Starting with the Foundation
The first thing I did was build a Terraform module library. If I was going to explore AWS seriously, I wanted to do it in a structured way - reusable modules, consistent patterns, something I could build on rather than throw away.
On the Azure side, I’d already been working with Azure Verified Modules (AVM) - Microsoft’s curated, opinionated Terraform module library. Sensible defaults, encryption and managed identities wired in from the start, well-maintained. As a first real project I deployed a hub-and-spoke network topology: a hub VNet in West Europe with Bastion and Gateway subnets, two spoke VNets for prod and dev, bidirectional peering, NSGs per subnet, and a dev VM with auto-shutdown.
On the AWS side, I started building equivalent modules - VPC, EC2, Lambda, DynamoDB, IAM, CloudWatch - and putting together a hub-and-spoke project there too. The process of building both in parallel is genuinely instructive. You start to see which concepts map directly across clouds and which ones are platform-native ideas with no clean equivalent on the other side.

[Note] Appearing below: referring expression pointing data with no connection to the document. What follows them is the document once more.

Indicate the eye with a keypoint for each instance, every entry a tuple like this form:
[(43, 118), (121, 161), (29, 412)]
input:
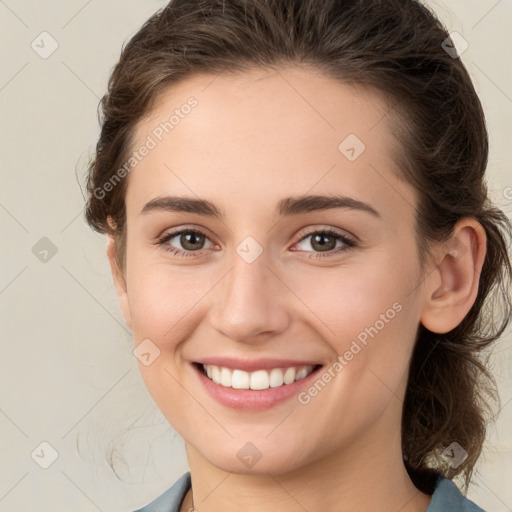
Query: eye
[(192, 241), (325, 240)]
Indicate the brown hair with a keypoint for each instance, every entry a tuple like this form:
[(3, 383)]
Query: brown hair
[(396, 48)]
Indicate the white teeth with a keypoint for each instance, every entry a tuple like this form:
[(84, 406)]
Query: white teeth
[(240, 380), (260, 379), (276, 378)]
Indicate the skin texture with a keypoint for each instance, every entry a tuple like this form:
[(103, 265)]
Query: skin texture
[(252, 140)]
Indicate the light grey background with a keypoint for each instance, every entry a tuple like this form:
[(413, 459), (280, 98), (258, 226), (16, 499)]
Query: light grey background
[(68, 376)]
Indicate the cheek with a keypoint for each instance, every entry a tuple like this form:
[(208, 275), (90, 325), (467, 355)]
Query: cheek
[(164, 301)]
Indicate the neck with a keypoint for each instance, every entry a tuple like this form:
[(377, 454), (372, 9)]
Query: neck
[(367, 474)]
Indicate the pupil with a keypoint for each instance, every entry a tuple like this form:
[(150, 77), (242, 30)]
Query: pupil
[(317, 239), (189, 240)]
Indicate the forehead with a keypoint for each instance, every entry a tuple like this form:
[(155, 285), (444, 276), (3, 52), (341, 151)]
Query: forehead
[(264, 134)]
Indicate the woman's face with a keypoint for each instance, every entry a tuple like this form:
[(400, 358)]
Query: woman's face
[(262, 288)]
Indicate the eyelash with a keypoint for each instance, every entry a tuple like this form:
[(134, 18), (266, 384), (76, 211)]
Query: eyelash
[(348, 242)]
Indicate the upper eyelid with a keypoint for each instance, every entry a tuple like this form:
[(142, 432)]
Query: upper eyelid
[(303, 233)]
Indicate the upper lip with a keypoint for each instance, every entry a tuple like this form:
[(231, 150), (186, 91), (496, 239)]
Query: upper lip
[(250, 365)]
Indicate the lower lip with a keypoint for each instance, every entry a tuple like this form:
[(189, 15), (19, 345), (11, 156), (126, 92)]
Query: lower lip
[(249, 399)]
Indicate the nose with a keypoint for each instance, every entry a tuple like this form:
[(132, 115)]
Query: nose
[(250, 303)]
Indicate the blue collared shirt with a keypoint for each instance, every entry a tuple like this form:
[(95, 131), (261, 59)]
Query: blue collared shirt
[(446, 498)]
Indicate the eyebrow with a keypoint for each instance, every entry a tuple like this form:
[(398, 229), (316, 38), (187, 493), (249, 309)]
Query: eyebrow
[(286, 207)]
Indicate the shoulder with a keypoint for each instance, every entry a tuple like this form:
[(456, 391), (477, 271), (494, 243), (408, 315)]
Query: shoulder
[(447, 497), (170, 500)]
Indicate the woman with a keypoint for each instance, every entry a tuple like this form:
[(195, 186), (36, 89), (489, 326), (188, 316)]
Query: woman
[(302, 244)]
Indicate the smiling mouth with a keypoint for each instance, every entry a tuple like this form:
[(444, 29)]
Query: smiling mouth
[(256, 380)]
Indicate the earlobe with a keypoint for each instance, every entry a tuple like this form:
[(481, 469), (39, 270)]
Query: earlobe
[(452, 287), (119, 280)]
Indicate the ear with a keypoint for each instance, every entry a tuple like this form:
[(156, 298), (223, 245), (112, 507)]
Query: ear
[(119, 281), (452, 287)]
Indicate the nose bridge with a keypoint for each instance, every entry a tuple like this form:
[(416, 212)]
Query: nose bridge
[(249, 301)]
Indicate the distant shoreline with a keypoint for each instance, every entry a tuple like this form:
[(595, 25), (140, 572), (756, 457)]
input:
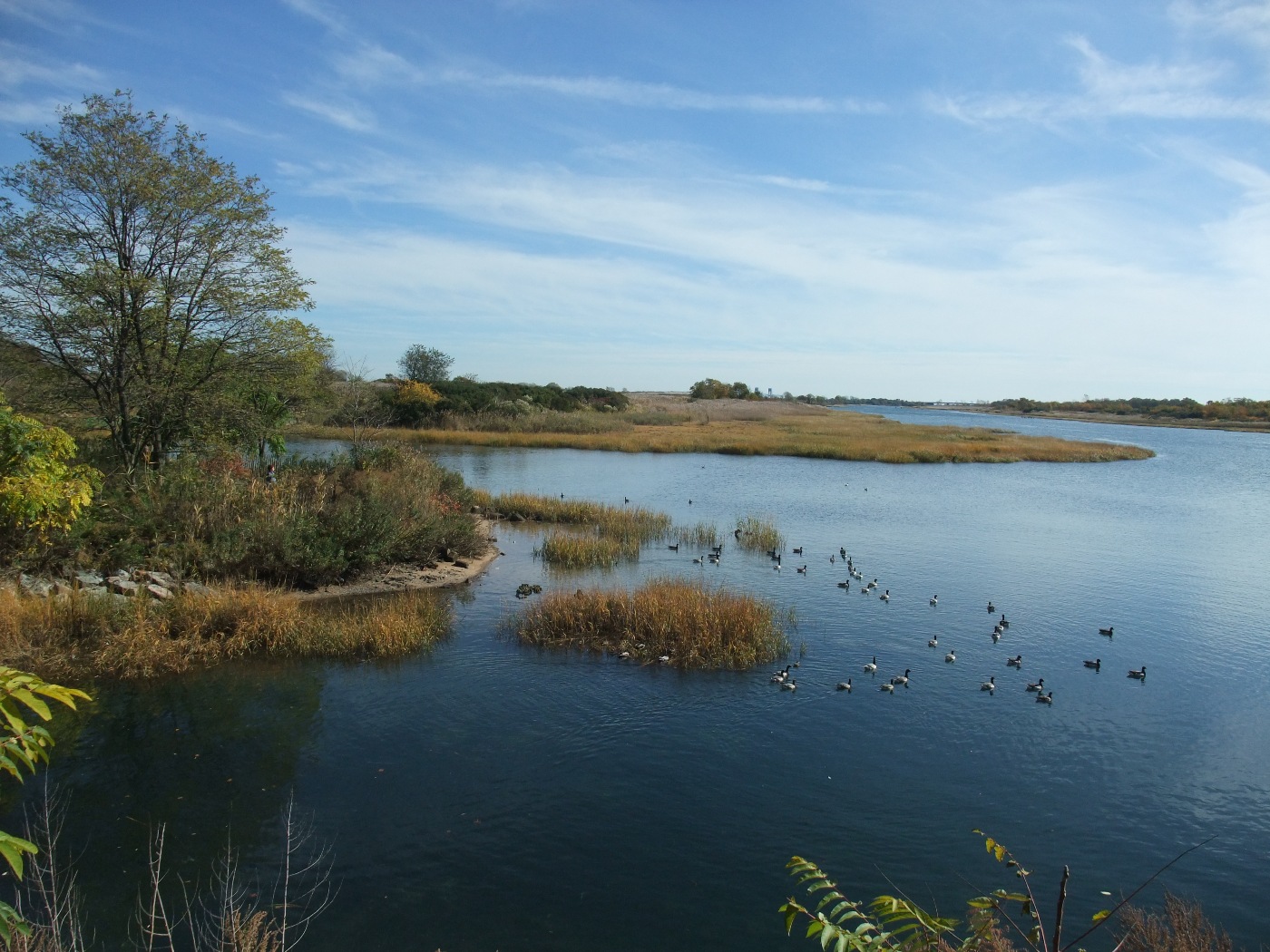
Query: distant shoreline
[(1124, 421)]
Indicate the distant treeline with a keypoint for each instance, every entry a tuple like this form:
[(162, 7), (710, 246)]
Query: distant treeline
[(1178, 409)]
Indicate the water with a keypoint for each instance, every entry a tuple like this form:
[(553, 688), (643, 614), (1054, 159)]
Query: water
[(486, 796)]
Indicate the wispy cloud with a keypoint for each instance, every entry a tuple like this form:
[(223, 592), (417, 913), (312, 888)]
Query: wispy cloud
[(1183, 91)]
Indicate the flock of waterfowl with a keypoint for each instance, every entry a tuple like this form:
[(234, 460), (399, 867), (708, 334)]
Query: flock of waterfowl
[(1044, 695)]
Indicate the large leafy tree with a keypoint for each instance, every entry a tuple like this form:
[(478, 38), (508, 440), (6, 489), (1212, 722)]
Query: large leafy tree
[(150, 273)]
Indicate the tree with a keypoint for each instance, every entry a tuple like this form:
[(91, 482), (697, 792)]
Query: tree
[(41, 492), (425, 364), (149, 273), (22, 748)]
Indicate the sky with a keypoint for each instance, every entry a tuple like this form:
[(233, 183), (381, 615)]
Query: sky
[(931, 200)]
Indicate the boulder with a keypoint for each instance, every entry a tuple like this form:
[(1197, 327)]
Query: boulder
[(31, 586)]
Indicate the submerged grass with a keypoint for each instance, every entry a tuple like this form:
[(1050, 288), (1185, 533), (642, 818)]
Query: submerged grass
[(777, 428), (692, 624), (758, 535), (80, 635)]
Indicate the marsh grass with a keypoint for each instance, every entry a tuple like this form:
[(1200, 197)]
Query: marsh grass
[(694, 624), (758, 533), (702, 533), (571, 549), (780, 428), (140, 637)]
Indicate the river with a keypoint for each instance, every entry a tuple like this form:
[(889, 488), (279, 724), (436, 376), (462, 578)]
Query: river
[(485, 796)]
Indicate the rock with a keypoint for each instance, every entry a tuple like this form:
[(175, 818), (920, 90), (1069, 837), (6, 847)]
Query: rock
[(31, 586)]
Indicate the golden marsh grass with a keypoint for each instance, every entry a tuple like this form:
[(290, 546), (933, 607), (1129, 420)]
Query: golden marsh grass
[(82, 635), (689, 622), (777, 428)]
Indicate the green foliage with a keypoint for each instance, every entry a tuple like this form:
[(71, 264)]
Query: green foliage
[(151, 276), (41, 492), (23, 746), (425, 364), (711, 389)]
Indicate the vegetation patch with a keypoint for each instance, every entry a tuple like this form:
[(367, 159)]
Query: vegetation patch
[(689, 624), (758, 533), (139, 637)]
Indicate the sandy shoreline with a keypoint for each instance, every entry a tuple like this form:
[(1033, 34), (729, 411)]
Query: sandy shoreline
[(409, 578)]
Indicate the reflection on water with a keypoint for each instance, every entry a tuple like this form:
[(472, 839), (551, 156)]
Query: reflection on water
[(488, 796)]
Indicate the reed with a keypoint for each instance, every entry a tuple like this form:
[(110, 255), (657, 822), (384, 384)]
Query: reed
[(692, 624), (140, 637), (702, 533), (569, 549), (758, 535), (777, 428)]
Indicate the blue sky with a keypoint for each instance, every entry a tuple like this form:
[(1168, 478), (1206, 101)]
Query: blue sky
[(923, 199)]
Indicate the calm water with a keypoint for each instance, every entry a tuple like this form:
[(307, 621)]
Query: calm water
[(491, 797)]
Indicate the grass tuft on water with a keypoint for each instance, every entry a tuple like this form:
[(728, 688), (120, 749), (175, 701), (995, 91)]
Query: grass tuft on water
[(80, 635), (692, 624), (758, 535)]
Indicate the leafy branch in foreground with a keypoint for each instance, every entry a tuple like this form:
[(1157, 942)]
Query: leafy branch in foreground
[(898, 923)]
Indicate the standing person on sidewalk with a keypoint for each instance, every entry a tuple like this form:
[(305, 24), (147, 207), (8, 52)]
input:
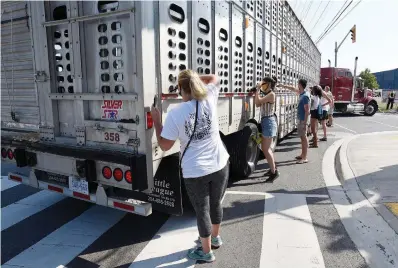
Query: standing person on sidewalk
[(303, 113), (316, 112), (265, 99), (325, 110), (205, 165), (391, 99), (331, 106)]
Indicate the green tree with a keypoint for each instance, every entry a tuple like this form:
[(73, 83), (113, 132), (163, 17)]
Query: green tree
[(369, 79)]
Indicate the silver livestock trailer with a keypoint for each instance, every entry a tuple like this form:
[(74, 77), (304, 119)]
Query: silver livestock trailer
[(78, 79)]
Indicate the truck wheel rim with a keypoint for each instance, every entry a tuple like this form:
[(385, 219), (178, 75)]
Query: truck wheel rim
[(369, 109), (251, 151)]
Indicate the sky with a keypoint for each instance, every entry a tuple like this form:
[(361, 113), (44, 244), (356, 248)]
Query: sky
[(376, 31)]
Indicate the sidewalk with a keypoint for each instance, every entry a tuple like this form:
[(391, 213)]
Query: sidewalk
[(373, 160), (363, 186)]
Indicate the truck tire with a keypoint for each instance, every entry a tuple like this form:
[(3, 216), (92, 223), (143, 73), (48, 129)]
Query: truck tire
[(275, 139), (249, 156), (371, 108)]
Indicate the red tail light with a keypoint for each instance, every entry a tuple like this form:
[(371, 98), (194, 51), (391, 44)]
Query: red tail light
[(118, 174), (3, 152), (128, 177), (10, 154), (107, 172), (149, 120)]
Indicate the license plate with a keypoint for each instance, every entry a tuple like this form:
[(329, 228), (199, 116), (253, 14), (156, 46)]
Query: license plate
[(107, 136), (78, 185)]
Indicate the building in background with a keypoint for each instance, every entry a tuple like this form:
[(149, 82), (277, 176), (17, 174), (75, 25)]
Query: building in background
[(388, 81)]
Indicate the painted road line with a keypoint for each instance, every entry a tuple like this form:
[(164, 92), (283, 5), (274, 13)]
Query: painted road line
[(374, 238), (393, 207), (62, 245), (7, 184), (268, 194), (170, 245), (388, 125), (26, 207), (289, 238), (350, 130)]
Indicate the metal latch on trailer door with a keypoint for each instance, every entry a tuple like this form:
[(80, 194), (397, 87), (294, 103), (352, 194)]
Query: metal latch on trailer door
[(41, 76), (134, 142)]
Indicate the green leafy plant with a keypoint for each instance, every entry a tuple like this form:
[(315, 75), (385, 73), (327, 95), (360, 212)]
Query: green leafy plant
[(369, 79)]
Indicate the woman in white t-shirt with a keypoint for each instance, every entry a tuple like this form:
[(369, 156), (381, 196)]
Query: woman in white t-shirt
[(325, 112), (205, 164)]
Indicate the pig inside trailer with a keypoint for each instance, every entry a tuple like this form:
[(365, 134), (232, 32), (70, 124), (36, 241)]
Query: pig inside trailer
[(79, 79)]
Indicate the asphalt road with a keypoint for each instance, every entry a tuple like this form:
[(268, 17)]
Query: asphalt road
[(43, 229)]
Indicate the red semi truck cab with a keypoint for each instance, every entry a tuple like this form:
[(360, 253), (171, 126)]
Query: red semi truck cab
[(341, 83)]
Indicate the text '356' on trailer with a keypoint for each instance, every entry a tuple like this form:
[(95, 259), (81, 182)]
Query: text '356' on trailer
[(79, 79)]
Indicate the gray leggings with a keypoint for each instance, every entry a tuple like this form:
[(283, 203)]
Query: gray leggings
[(205, 194)]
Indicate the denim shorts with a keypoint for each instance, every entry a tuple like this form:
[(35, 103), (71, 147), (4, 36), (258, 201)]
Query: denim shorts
[(268, 126)]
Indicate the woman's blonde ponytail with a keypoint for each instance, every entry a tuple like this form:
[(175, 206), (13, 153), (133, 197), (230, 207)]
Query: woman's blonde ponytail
[(190, 82)]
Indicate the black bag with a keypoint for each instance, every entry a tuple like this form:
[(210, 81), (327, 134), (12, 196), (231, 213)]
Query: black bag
[(190, 139)]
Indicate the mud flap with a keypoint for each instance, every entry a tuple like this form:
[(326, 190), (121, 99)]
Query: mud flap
[(236, 146), (166, 196)]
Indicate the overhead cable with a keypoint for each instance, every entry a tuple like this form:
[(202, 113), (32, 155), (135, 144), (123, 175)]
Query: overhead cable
[(312, 18), (335, 16), (331, 25), (341, 20), (320, 15)]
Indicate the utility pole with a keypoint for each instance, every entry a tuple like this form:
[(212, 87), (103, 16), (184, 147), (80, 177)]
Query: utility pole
[(353, 37)]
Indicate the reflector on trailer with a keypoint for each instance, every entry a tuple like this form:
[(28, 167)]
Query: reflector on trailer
[(123, 206), (80, 195), (10, 154), (15, 178), (128, 176), (118, 174), (107, 172), (149, 120), (3, 152), (55, 189)]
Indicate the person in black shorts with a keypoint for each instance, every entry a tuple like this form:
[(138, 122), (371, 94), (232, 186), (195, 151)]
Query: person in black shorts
[(317, 94)]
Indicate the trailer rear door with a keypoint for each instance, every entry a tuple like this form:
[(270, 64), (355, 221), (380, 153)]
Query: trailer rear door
[(19, 102)]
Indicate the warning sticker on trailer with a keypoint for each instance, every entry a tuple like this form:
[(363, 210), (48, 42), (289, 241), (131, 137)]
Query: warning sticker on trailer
[(110, 109)]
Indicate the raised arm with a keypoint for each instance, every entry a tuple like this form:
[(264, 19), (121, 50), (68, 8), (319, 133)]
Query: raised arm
[(290, 88), (325, 95), (209, 79), (258, 100)]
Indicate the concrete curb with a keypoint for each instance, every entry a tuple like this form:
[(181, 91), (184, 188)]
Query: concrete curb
[(351, 183), (376, 241)]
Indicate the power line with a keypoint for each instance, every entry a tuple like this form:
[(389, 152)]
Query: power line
[(306, 13), (302, 11), (312, 18), (320, 15), (327, 30), (341, 19), (332, 21)]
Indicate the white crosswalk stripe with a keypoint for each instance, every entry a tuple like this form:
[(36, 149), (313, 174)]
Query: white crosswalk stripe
[(156, 254), (6, 183), (64, 244), (296, 246), (26, 207)]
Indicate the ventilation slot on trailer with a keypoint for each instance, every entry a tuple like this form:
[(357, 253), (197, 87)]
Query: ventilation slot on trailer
[(61, 47), (110, 45), (177, 44), (107, 6), (259, 65), (249, 66), (238, 64), (222, 60), (203, 48)]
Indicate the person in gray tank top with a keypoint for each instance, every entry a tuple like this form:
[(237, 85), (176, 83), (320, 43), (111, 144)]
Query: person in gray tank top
[(265, 99)]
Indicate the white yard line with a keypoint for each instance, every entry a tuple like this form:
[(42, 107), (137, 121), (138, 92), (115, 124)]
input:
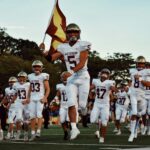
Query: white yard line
[(74, 144)]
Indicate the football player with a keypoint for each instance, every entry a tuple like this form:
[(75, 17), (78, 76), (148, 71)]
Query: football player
[(75, 53), (22, 109), (39, 92), (10, 96), (139, 105), (101, 107), (122, 104), (63, 112)]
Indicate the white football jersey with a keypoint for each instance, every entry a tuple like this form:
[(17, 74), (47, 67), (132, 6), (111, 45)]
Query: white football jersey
[(122, 98), (137, 84), (10, 93), (72, 53), (22, 91), (37, 85), (102, 90), (62, 89), (147, 89)]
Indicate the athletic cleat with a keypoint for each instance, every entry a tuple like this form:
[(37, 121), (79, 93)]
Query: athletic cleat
[(143, 131), (115, 130), (7, 137), (17, 136), (26, 138), (101, 140), (131, 138), (38, 134), (136, 134), (148, 132), (66, 135), (97, 134), (1, 135), (119, 132), (32, 138), (74, 133)]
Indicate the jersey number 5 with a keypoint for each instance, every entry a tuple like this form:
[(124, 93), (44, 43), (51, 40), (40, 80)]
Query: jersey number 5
[(72, 61), (35, 87), (100, 93)]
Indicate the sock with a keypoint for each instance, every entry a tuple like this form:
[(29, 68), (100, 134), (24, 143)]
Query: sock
[(132, 124), (38, 131), (73, 125), (32, 132)]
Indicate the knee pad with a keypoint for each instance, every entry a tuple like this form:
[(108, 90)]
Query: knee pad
[(10, 120), (122, 120), (104, 123), (32, 116), (84, 111), (39, 115)]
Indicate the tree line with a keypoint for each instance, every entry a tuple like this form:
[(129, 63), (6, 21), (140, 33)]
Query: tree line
[(18, 54)]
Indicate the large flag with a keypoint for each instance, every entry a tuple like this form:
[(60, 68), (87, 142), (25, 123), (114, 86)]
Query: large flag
[(56, 28)]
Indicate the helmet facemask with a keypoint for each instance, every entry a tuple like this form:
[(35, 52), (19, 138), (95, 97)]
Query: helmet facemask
[(37, 69), (72, 33), (140, 62), (104, 76), (22, 79)]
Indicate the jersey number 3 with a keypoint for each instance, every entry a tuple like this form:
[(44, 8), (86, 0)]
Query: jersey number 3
[(72, 61)]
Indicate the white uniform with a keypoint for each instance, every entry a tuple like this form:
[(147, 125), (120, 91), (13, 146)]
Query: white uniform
[(22, 111), (37, 93), (101, 105), (122, 104), (147, 92), (79, 82), (10, 93), (139, 90), (63, 112)]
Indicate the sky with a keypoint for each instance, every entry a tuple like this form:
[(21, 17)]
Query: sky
[(110, 25)]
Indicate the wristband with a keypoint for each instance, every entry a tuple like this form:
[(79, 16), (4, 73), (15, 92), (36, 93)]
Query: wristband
[(56, 98), (49, 58), (71, 72), (140, 79)]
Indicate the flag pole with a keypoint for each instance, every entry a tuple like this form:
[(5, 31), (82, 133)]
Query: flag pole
[(50, 19)]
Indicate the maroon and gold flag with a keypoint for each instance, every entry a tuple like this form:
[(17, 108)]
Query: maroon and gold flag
[(56, 28)]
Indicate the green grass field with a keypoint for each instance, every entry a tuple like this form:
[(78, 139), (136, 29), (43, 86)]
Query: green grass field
[(52, 139)]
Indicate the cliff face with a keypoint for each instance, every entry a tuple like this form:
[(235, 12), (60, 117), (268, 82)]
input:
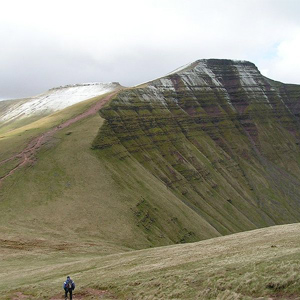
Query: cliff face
[(222, 137)]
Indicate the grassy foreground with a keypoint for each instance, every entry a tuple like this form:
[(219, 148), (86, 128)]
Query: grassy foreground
[(259, 264)]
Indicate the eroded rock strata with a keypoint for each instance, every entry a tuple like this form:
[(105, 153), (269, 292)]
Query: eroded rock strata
[(222, 137)]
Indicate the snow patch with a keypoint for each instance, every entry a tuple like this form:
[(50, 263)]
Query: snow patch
[(57, 98)]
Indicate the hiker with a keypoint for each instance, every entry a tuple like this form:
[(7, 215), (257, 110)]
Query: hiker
[(69, 286)]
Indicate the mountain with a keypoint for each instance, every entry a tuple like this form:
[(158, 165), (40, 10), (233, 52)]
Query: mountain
[(15, 111), (220, 136), (210, 149)]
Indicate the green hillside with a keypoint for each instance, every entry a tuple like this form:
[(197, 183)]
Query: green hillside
[(259, 264), (208, 151)]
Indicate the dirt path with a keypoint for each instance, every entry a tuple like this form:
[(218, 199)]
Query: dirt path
[(28, 154)]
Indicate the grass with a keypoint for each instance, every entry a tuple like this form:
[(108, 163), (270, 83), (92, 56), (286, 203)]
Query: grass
[(13, 140), (259, 263)]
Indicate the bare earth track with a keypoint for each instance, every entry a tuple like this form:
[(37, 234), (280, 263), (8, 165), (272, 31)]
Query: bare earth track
[(28, 154)]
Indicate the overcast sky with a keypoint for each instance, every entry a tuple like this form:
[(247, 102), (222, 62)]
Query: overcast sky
[(45, 44)]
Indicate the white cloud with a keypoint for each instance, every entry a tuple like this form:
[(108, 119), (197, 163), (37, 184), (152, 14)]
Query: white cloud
[(49, 43)]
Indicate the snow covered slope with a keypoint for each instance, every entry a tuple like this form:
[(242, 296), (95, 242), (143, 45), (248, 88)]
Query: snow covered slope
[(54, 99)]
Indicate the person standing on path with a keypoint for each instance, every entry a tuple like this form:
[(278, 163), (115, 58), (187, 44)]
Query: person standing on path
[(69, 286)]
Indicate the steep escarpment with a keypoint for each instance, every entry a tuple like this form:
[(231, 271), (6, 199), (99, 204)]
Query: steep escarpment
[(220, 136)]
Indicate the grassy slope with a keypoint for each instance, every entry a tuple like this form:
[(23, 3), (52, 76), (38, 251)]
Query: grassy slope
[(71, 192), (14, 137), (259, 263)]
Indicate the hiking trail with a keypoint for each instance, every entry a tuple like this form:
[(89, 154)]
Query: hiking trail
[(27, 155)]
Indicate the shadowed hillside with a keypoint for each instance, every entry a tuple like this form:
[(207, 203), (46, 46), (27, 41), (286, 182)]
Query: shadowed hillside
[(220, 136)]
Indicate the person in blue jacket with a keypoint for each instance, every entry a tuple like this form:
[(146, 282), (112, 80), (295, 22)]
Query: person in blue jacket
[(69, 286)]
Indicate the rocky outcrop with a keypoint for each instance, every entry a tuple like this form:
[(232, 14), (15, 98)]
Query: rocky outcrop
[(222, 137)]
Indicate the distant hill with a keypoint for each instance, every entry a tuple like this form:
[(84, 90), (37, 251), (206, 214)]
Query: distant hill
[(208, 150)]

The Experiment: A Serverless URL Shortener
For a hands-on experiment with AWS’s serverless stack, I needed a project. It had to be simple enough to implement in evenings after work, but complex enough to actually touch multiple services in a meaningful way. A URL shortener fits that brief perfectly - it’s not a production-ready application, and it was never meant to be. It’s two API endpoints, a database lookup, and a frontend. Simple enough that the infrastructure is the interesting part, not the business logic.
The shortener itself is two Lambda functions (create a short code, redirect to the original URL), a DynamoDB table, an API Gateway HTTP API, and a static frontend served from S3 behind CloudFront. Everything deployed with Terraform, with separate dev and prod environment configs.
It works - but that’s almost beside the point. The point was to go through the motions: write the IAM policies, wire up the API Gateway integration, handle CORS between the frontend and the API, figure out why CloudFront was silently blocking POST requests (spoiler: an overly broad cache behavior with allowed_methods = ["GET", "HEAD"]). These are the kinds of things you only learn by doing.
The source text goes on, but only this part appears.